In [10], the authors focus on using Gaussian Mixture Models (GMMs) with Maximum A Posteriori (MAP) adaptation and Nuisance Attribute Projection (NAP) to compensate for channel effects. The experiments were conducted on 10 standard phrases from the RedDots archive. The focus was on the tests for the “Impostor Correct” case, in which the non-target speaker pronounces the correct phrase. This test allows simulating situations when the attacker knows the correct text, which complicates the authentication task. Using bootstrap aggregation allowed the EER to further reduce the EER from 3.3% to 2.6%.

The paper [11] proposes a method for text-dependent speaker verification based on hidden Markov models (HMMs) and i-vector. The experiments were conducted using the RedDots database. For the experiment, digit-specific HMM was used, which improved the quality of speech segmentation and reduced errors compared to other methods, such as x-vector. The authors also applied uncertainty normalization and LDA regularization.
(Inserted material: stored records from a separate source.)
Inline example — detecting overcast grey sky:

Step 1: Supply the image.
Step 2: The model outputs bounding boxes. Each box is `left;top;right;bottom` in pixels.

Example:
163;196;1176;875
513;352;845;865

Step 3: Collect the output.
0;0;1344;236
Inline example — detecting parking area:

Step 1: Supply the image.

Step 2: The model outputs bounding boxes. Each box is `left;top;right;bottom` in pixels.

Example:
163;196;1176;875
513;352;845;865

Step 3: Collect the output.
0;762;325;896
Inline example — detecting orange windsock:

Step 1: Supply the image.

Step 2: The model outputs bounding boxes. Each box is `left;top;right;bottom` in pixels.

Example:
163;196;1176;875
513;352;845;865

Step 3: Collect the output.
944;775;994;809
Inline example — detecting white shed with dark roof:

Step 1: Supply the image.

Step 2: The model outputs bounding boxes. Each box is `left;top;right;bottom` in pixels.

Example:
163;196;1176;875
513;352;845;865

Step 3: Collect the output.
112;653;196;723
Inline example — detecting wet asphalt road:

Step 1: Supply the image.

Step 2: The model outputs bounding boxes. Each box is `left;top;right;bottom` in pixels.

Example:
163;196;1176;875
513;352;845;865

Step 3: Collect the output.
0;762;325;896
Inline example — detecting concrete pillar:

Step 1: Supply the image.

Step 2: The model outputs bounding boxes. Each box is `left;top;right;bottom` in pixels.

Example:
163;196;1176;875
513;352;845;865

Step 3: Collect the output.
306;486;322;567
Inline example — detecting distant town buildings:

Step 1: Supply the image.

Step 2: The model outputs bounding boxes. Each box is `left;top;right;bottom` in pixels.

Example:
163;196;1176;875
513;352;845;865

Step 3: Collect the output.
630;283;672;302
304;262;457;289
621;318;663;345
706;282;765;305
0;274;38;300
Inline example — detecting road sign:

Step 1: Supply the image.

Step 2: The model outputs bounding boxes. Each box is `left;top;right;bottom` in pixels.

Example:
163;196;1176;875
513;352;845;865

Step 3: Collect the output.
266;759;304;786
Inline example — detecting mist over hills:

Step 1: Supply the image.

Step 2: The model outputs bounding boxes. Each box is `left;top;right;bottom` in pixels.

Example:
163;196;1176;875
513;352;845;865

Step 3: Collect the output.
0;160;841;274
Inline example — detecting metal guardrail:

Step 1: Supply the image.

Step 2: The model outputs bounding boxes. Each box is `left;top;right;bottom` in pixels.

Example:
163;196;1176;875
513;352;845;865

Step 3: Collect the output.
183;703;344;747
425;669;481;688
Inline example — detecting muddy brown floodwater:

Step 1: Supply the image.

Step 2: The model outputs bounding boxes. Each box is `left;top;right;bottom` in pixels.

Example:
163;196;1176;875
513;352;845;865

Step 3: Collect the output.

This approach allowed them to obtain the results EER = 1.52% for men and 1.77% for women (Table 1).

There are several areas of research aimed at ensuring the confidentiality of biometric data during processing by a biometric system and the knowledge of machine learning models: the use of homomorphic encryption methods, fuzzy extractors (vault, commitment, embedder, etc.), and neural fuzzy extractors, as well as cancelable biometrics.

Homomorphic encryption allows us to perform calculations on encrypted data without revealing their contents but requires significant computing resources [21]. Fuzzy extractors allow you to restore encrypted keys even with small changes in biometric data, providing flexibility, but have limitations in resistance to more significant changes in patterns [22]. A neural fuzzy extractor, based on neural networks, provides high accuracy in converting biometrics into code, but its reliability directly depends on the quality of training and the amount of data [23].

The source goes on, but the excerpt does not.